I have been using the dredge function in the MuMIn package to conduct model averaging on my global GAM model (using bam from the mgcv package), with a priori selected explanatory variables and two random effects and a negative binomial distribution.

gsGlob <- bam(gs~ species + season + sex + TL2 + year + s(ri, bs="ad") +
                cloud + s(current2) + s(depth2) + DHW + 
                salinity2 + SST.anomaly2 + s(SST.variability2) + wind2 +
                 s(code, bs = 're') + s(station, bs = 're'), 
               family=nb(), data=allVars_node_dat, na.action = "na.fail", discrete = TRUE)

And I'm using pdredge from MuMIn so I can increase the speed of the dredge.

mycluster = makeCluster(5, type = "SOCK")  ## also need snow installed

#data must exported to the cluster - see 'details' https://rdrr.io/cran/MuMIn/man/pdredge.html
clusterExport(mycluster,"allVars_node_dat")


#required packages must be also loaded there
clusterEvalQ(mycluster, library(mgcv))


gsGlob_dredge <- MuMIn::pdredge(gsGlob, mycluster)

The top model has a vastly different AIC to the others, but has -23 degrees of freedom

enter image description here

What does this mean? Should I be ignoring and removing the top model as that doesn't seem right and conducting the model averaging on the other models?
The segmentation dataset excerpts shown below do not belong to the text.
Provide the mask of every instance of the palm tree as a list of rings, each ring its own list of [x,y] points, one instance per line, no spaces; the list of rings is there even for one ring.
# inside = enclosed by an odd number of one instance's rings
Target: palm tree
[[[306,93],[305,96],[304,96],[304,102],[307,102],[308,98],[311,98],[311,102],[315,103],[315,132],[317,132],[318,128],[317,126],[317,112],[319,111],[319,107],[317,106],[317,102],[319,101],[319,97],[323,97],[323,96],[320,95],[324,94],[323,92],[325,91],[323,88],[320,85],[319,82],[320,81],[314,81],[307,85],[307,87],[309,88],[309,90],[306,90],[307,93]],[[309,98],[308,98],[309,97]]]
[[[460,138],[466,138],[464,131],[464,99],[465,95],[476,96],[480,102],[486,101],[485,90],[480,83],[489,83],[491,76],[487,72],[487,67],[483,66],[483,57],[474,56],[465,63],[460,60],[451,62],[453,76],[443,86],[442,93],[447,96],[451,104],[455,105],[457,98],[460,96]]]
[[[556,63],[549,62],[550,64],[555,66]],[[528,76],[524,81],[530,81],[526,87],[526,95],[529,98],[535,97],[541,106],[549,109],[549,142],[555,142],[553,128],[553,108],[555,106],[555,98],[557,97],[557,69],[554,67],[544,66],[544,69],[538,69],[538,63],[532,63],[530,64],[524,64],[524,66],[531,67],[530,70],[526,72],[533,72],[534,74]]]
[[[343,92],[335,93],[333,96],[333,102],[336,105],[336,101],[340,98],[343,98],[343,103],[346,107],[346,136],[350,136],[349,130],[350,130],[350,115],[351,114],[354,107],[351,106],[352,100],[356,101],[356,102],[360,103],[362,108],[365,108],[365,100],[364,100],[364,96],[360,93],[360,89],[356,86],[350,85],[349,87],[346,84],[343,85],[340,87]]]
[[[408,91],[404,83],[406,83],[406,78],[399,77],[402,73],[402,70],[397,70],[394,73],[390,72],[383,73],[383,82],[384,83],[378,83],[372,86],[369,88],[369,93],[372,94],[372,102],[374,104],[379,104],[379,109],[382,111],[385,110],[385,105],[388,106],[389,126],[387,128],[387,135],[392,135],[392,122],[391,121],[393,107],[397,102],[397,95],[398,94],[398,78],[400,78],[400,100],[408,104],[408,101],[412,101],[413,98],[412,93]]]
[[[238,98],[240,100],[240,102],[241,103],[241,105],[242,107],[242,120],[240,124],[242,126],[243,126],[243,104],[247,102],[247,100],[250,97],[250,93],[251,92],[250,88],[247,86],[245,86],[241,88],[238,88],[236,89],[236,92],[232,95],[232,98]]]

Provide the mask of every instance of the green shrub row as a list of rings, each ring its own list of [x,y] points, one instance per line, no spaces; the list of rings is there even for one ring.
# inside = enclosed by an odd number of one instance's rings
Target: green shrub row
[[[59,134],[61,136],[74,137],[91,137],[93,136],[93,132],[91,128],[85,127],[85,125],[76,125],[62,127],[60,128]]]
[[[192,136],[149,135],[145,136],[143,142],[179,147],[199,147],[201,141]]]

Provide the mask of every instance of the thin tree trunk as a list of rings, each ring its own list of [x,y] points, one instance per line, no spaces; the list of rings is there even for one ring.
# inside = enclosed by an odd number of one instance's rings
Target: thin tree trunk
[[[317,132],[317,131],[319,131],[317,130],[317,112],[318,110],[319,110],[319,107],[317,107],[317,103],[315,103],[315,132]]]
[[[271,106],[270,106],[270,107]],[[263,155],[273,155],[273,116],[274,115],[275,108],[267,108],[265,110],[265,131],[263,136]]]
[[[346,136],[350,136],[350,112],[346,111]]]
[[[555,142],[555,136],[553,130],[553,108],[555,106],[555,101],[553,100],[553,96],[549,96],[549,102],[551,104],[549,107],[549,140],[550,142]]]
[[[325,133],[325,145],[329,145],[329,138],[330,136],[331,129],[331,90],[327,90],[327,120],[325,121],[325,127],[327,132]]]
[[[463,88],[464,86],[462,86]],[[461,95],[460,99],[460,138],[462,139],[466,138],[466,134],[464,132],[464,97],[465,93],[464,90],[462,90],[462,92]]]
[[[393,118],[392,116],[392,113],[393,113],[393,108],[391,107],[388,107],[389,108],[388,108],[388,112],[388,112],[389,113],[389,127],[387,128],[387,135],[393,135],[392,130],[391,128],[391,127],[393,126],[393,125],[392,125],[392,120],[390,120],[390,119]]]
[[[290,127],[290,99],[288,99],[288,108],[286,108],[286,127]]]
Or is it OK to use this as the top model?

The full dataset from the dredge can be found here and the full dataset here

mikejwilliamson
  • 405
  • 1
  • 7
  • 17
  • 1
    Don't do it this way; use `select = TRUE` to put extra penalties on the smooths, use `paraPen` to penalise the parametric effects, and you should include the random effects regardless of how much variance they use, but you can formally look at this through variance components `gam.vcomp()` on the fitted model. At least this way you'd be using your electrons usefully. – Gavin Simpson Aug 23 '21 at 08:37

1 Answers1

1

I tried to make this a comment, but it was too long. I'm not an expert. However, I am fairly certain it has to do with the consolidation of the submodels. The iterative updating employed by BAM creates multiple different values for things like the DF. I am basing this thought process on the article by Wood et al. (2015) and the article by Hauenstein et al. (2016). In Hauenstein et al.'s article, they ran into negative degrees of freedom for some random forest modeling and discuss the how and why of it in section 4.1.

My take on the negation of the degrees of freedom? I don't think that it is unimportant, but the model selection should not be made in this field, in and of itself.
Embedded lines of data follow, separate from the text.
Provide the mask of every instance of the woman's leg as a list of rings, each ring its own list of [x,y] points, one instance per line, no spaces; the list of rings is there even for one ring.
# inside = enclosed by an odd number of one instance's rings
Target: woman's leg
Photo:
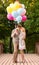
[[[23,50],[20,50],[20,53],[21,53],[22,61],[25,62],[24,51]]]
[[[13,62],[17,62],[17,55],[18,55],[18,44],[15,43],[14,45],[14,52],[13,52]]]

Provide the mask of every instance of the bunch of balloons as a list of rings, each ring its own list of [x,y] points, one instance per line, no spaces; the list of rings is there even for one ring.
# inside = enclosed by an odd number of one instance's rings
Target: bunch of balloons
[[[26,9],[24,4],[20,4],[18,1],[11,3],[7,7],[7,18],[9,20],[17,21],[17,23],[25,22],[27,20]]]

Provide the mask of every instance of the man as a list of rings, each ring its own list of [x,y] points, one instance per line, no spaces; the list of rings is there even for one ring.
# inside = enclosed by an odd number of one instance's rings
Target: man
[[[17,24],[15,24],[15,29],[12,30],[11,37],[14,46],[13,62],[17,62],[18,43],[19,43],[19,32],[18,32]]]

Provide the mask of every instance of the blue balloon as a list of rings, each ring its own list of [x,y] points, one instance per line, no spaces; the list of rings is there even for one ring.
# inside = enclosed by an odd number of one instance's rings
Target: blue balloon
[[[24,8],[19,8],[19,9],[17,10],[17,12],[18,12],[19,15],[21,15],[21,14],[24,12]]]
[[[13,11],[13,12],[12,12],[12,16],[13,16],[14,18],[16,18],[16,17],[18,16],[17,11]]]
[[[21,16],[18,16],[18,17],[16,18],[17,23],[20,23],[21,20],[22,20],[22,17],[21,17]]]

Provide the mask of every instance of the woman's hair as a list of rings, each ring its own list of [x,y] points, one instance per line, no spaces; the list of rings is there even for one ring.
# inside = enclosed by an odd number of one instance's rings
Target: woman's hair
[[[22,27],[22,25],[21,24],[18,24],[18,27]]]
Other things I would look at:

  • since I would have split the data into training and testing sets, I would test the models with the data - is test performance similar?
  • visualize data and possibly the residuals to understand how is it is distributed
  • Is the variance consistent? (AKA homogeneity)
  • visualize the prediction versus the actual values, looking for anything that clearly indicates a more suitable model
  • use MuMIn::model.avg() to compare them

(The links in the narrative will take you to 'free' locations. The DOI links will take you to the journal.)

Wood, S. N., Goude, Y., & Shaw, S. (2015) Generalized additive models for large data sets. Journal of the Royal Statistical Society. Series C (Applied Statistics), 64(1), 139-155. https://doi.org/10.1111/rssc.12068

Hauenstein, S., Wood, S. N., & Dormann, C. F. (2018). Computing AIC for black-box models using generalized degrees of freedom: A comparison with cross-validation. Communications in Statistics - Simulation and Computation, 47(5), 1382-1396. https://doi.org/10.1080/03610918.2017.1315728

Kat
  • 15,669
  • 3
  • 18
  • 51